Crédits photo : capture d’écran Assemblée nationale

« Nous avons travaillé conjointement avec le ministère de l’intérieur et les différentes autorités afin d’essayer d’endiguer le plus rapidement possible les différents dérapages qu’on a pu percevoir sur le terrain ». Ce n’est pas la déclaration d’un préfet, mais de Sarah Bouchahoua, responsable des affaires publiques France pour le réseau social Snapchat, au cours d’une table ronde à l’Assemblée nationale.

Organisée dans le cadre de l’enquête parlementaire sur « l’organisation des groupuscules violents en manifestation », cette table ronde a rassemblé des responsables France de Tiktok, Meta et Snapchat, ainsi que des données communiquées par Twitter devant la commission d’enquête, présidée par le député LR Patrick Hetzel.

Au cours de ses interventions, la représentante France de Snapchat a assumé et revendiqué la censure et le contrôle des contenus opérés par la plateforme lors de la révolte qui a suivi le meurtre policier de Nahel. Le tout en lien étroit avec le gouvernement français. Elle explique ainsi : « nous avons dès mardi 27 juin 2023, jour du drame ayant entraîné la mort du jeune homme de 17 ans, créé une task force interne qui réunit nos équipes de modération, nos équipes de collaboration avec les forces de l’ordre, moi-même, nos équipes d’ingénierie et de communication afin d’essayer de traiter et d’endiguer le plus rapidement possible tous les contenus illicites ». Avant de continuer : « nous sommes fiers aujourd’hui d’avoir pu répondre dans des délais très restreints et dans l’urgence aux trois principales préoccupations du gouvernement. La première c’était retirer le plus rapidement possible l’ensemble des contenus signalés. La deuxième répondre le plus rapidement possible aux réquisitions judiciaires provenant des autorités françaises et sensibiliser notre audience sur les différents phénomènes perçus sur le terrain », poursuit-elle.

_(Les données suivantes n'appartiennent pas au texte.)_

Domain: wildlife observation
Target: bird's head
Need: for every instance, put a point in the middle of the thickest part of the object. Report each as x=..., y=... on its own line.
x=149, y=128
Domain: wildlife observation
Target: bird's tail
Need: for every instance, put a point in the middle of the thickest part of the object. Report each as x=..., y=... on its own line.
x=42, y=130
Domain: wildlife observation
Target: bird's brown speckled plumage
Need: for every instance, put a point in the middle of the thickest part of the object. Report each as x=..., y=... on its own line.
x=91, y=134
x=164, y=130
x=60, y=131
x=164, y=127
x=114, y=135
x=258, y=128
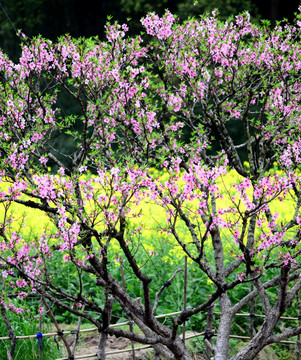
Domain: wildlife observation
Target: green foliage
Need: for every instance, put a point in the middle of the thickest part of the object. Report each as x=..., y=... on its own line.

Dans les faits, ce contrôle politique des contenus s’incarne dans l’incitation à la création et la mise en avant par la plateforme de posts correspondant à la ligne gouvernementale : « plusieurs de nos créateurs de contenu ont pris leur caméra Snapchat afin de prendre la parole et de sensibiliser leurs audiences et d’essayer d’appeler au calme », mais également une modération à grande échelle de l’outil Snapmap (une fonctionnalité qui affiche géographiquement les posts et la densité d’utilisateurs) : « Nous avons travaillé conjointement avec le ministère de l’intérieur et les différentes autorités afin d’essayer d’endiguer le plus rapidement possible les différents dérapages qu’on a pu percevoir sur le terrain. L’ensemble des stories publiées sur la map c’étaient vraiment des utilisateurs à la fin qui se plaignaient des émeutes et des conséquences des émeutes ».

Des déclarations qui attestent de la censure gouvernementale déployée contre la révolte des quartiers populaires. Le vendredi 30 juin, le ministère de l’intérieur recevait ainsi les représentants de différentes plateformes afin d’organiser cette dernière. Moins d’une semaine plus tard, BFM TV indiquait que « Les réseaux sociaux ont "très rapidement retiré des milliers de contenus illicites et suspendu des centaines de comptes" à la demande de l’Etat pendant les émeutes faisant suite à la mort de Nahel, a indiqué mercredi à l’AFP le ministère délégué au Numérique. » Une censure qui s’est également déclinée en des shadowban, c’est-à-dire des limitation de l’audience de certains contenus, ou encore en des coups de pression directs du ministère de l’intérieur, principalement à l’encontre de pages militantes.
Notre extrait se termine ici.